Many real-world applications, such as logistics, routing, scheduling, and production planning, involve dynamic systems that require continuous updates to solutions for new Mixed Integer Linear Programming (MILP) problems. These systems often require rapid updates to their solutions to accommodate slight modifications in constraints or objectives introduced by evolving conditions.While reoptimization techniques have been explored for Linear Programming (LP) and certain specific MILP problems, their effectiveness in addressing general MILP is limited. In this work, we propose a two-stage reoptimization framework for efficiently identifying high-quality feasible solutions. Specifically, we first utilize the historical solving process information to predict a high confidence solution space for modified MILPs, which is likely to contain high-quality solutions. Building on the prediction results, we fix a part of variables within the predicted intervals and apply the Thompson Sampling algorithm to determine which variables to fix. This is done by updating the Beta distributions based on the solutions obtained from the solver. Extensive experiments across nine reoptimization datasets show that our VP-OR outperforms the state-of-the-art methods, achieving higher-quality solutions under strict time limits.

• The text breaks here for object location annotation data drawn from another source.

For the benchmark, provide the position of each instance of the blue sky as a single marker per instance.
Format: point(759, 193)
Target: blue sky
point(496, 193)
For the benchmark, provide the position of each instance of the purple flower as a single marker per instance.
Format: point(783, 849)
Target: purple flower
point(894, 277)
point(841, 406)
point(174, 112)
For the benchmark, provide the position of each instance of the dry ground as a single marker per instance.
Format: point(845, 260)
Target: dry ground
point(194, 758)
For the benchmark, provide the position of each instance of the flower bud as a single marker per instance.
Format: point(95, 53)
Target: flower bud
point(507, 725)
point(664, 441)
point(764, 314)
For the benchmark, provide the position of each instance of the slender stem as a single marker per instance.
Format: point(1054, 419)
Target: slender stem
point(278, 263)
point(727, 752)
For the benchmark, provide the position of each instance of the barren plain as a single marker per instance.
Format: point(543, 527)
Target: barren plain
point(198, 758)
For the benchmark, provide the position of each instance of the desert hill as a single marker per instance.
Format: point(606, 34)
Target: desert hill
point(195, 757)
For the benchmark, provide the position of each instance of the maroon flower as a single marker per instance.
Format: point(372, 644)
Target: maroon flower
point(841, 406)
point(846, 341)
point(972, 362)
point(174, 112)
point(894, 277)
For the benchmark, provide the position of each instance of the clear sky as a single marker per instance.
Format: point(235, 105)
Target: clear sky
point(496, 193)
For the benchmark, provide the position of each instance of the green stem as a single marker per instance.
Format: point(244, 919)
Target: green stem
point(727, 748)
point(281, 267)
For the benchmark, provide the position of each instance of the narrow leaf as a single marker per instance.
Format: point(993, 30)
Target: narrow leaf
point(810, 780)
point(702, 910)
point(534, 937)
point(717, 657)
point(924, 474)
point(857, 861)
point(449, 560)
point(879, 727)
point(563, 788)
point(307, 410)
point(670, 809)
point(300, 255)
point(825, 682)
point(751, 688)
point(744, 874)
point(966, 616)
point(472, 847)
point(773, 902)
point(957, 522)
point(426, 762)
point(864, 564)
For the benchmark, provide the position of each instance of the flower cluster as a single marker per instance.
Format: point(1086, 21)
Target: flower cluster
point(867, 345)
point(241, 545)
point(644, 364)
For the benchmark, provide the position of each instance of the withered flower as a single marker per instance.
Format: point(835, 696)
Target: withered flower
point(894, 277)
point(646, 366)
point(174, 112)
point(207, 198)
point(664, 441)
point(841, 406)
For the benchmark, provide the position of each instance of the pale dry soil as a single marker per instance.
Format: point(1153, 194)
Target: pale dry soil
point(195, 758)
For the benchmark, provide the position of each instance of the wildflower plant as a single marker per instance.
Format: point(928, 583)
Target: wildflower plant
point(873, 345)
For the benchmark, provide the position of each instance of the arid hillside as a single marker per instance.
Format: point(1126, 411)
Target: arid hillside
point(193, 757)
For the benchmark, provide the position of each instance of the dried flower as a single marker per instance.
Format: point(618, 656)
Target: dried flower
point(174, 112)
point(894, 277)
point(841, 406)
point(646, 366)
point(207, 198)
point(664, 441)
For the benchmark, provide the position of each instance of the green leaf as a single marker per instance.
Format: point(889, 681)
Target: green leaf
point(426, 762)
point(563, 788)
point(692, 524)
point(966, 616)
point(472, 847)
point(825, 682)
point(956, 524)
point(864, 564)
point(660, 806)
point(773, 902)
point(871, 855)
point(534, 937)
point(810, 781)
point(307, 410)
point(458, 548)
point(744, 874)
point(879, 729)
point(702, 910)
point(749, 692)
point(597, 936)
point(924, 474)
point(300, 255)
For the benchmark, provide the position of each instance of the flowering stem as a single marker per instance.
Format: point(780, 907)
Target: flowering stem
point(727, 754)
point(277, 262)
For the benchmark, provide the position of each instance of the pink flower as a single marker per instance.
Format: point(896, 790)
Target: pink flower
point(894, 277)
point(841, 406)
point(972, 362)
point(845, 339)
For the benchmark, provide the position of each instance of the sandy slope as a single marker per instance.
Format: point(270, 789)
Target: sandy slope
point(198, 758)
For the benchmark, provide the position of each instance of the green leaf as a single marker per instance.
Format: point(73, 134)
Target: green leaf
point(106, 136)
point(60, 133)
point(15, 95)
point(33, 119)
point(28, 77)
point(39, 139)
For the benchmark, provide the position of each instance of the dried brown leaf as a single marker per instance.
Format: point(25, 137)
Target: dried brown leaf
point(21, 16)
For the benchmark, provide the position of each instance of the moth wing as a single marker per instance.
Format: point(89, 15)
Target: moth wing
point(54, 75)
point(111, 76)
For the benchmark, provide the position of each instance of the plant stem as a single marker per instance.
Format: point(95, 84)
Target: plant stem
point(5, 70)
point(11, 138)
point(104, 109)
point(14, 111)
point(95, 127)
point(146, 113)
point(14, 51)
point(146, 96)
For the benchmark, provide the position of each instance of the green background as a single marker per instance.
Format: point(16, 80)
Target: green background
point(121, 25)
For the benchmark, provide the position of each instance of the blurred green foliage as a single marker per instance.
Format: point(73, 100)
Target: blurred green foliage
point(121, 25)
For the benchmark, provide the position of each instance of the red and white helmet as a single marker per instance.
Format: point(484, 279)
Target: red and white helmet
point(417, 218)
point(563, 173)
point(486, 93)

Dynamic planning systems (e.g., delivery routing or factory scheduling) often require immediate updates when conditions change. Traditional methods respond too slowly to disruptions like traffic jams or new orders. Our approach has two key steps: First, it predicts promising solution areas by learning from historical decision patterns. Second, it intelligently tests critical choices through adaptive trial-and-error. Validated across logistics and manufacturing scenarios, our method generates high-quality plans faster than state-of-the-art techniques. This enables minute-level production rescheduling, and faster emergency response routing.